Pretrained Cross-Encoders¶

This page lists available pretrained Cross-Encoders. Cross-Encoders require the input of a text pair and output a score 0…1. They do not work for individual sentences and they don’t compute embeddings for individual texts.

BiEncoder

MS MARCO¶

MS MARCO Passage Retrieval is a large dataset with real user queries from Bing search engine with annotated relevant text passages.

These models can be used like this:

from sentence_transformers import CrossEncoder

model = CrossEncoder("model_name", max_length=512)
scores = model.predict([("Query1", "Paragraph1"), ("Query1", "Paragraph2")])

# For Example
scores = model.predict([
    ("How many people live in Berlin?", "Berlin had a population of 3,520,031 registered inhabitants in an area of 891.82 square kilometers."),
    ("How many people live in Berlin?", "Berlin is well known for its museums."),
])
  • cross-encoder/ms-marco-TinyBERT-L-2-v2 - MRR@10 on MS Marco Dev Set: 32.56

  • cross-encoder/ms-marco-MiniLM-L-2-v2 - MRR@10 on MS Marco Dev Set: 34.85

  • cross-encoder/ms-marco-MiniLM-L-4-v2 - MRR@10 on MS Marco Dev Set: 37.70

  • cross-encoder/ms-marco-MiniLM-L-6-v2 - MRR@10 on MS Marco Dev Set: 39.01

  • cross-encoder/ms-marco-MiniLM-L-12-v2 - MRR@10 on MS Marco Dev Set: 39.02

For details on the usage, see Applications - Information Retrieval

MS MARCO Cross-Encoders - More details

SQuAD (QNLI)¶

QNLI is based on the SQuAD dataset and was introduced by the GLUE Benchmark. Given a passage from Wikipedia, annotators created questions that are answerable by that passage.

  • cross-encoder/qnli-distilroberta-base - Accuracy on QNLI dev set: 90.96

  • cross-encoder/qnli-electra-base - Accuracy on QNLI dev set: 93.21

STSbenchmark¶

The following models can be used like this:

from sentence_transformers import CrossEncoder

model = CrossEncoder("model_name")
scores = model.predict([("Sent A1", "Sent B1"), ("Sent A2", "Sent B2")])

They return a score 0…1 indicating the semantic similarity of the given sentence pair.

  • cross-encoder/stsb-TinyBERT-L-4 - STSbenchmark test performance: 85.50

  • cross-encoder/stsb-distilroberta-base - STSbenchmark test performance: 87.92

  • cross-encoder/stsb-roberta-base - STSbenchmark test performance: 90.17

  • cross-encoder/stsb-roberta-large - STSbenchmark test performance: 91.47

Quora Duplicate Questions¶

These models have been trained on the Quora duplicate questions dataset. They can used like the STSb models and give a score 0…1 indicating the probability that two questions are duplicate questions.

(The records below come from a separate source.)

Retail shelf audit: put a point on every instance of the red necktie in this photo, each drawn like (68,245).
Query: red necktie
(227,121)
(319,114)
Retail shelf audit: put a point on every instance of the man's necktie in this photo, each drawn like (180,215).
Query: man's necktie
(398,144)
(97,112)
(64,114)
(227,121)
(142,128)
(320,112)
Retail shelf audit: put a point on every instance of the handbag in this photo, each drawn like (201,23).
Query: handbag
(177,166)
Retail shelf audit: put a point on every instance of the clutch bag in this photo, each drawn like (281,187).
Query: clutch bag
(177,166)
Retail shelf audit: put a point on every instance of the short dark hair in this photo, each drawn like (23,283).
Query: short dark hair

  • cross-encoder/quora-distilroberta-base - Average Precision dev set: 87.48

  • cross-encoder/quora-roberta-base - Average Precision dev set: 87.80

  • cross-encoder/quora-roberta-large - Average Precision dev set: 87.91

Note: The model don’t work for question similarity. The question How to learn Java and How to learn Python will get a low score, as these questions are not duplicates. For question similarity, the respective bi-encoder trained on the Quora dataset yields much more meaningful results.

NLI¶

Given two sentences, are these contradicting each other, entailing one the other or are these netural? The following models were trained on the SNLI and MultiNLI datasets.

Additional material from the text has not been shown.